The software giant may slash up to 1,300 staff in Ireland, as well as possibly Amsterdam and Malaga, with employees invited to reapply for their roles, according to the Irish Times.
This comes following its inconsistent financial results, with second-quarter revenues for the 2020 fiscal year, which closed 30 November 2019, falling short of analyst expectations.
Staff based in Ireland were invited to an all-hands meeting with managers on Wednesday afternoon, according to the report, in which they were told about the plans.
An unnamed spokesperson told the Irish Times that the company would continue to rebalance resources and restructure teams as Oracle’s cloud business grows. IT Pro approached Oracle for confirmation but the company declined to comment.
The company has undergone several staffing fluctuations over the last year or so, with the latest round of layoffs coming almost exactly a year after the company cut approximately 350 roles in order to remain close to AWS’ cloud model.
The wider ambitions meant cutting back staffing in areas such as the Oracle Cloud Infrastructure (OCI) unit, as well as its infrastructure as a service (IaaS) business aimed at compute, storage and network resources.
The latest round of up-to-1,300 job cuts could affect employees working across its sales, business development and solutions engineering units.
The firm’s second-quarter 2020 financial results saw revenue from its cloud and on-premise licensing business drop by 7% to $1.1 billion, while cloud services and license support revenue rose 3% to $6.8 billion.

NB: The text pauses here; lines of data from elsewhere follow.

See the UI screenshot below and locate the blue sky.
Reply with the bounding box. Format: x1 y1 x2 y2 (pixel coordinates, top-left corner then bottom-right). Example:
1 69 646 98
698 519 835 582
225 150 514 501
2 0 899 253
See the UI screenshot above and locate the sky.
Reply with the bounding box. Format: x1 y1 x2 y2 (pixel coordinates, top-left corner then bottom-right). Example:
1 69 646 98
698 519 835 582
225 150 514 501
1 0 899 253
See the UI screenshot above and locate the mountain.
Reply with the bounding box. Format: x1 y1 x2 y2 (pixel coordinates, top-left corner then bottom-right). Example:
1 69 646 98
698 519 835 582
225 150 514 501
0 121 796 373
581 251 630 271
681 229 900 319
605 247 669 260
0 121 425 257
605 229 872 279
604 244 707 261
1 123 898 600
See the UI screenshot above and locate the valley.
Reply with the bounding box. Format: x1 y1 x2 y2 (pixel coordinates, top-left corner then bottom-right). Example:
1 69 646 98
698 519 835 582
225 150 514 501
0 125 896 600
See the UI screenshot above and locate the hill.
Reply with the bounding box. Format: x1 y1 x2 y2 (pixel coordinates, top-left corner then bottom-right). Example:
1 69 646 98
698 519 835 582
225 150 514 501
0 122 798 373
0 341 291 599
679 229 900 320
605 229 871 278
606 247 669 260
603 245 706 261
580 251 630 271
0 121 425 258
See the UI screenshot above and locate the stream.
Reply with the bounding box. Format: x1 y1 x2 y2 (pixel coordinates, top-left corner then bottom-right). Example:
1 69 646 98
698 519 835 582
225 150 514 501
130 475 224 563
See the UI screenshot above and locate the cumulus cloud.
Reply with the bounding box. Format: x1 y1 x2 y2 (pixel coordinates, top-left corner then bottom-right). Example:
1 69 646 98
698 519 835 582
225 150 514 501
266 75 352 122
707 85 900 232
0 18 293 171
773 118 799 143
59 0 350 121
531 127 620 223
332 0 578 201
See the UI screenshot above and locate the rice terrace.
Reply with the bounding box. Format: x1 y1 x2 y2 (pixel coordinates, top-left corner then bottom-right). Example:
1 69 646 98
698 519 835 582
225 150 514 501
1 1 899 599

The news comes in contrast with the company’s ambitions set out in October last year, with Oracle’s executive vice president for its OCI unit Don Johnson outlining plans to hire 2,000 additional workers.
The hires were expected to feed into the expansion of its cloud computing services as the company attempts to compete more strongly against the likes of Azure and AWS. These jobs would be added in the US and India at the firm’s software development hubs.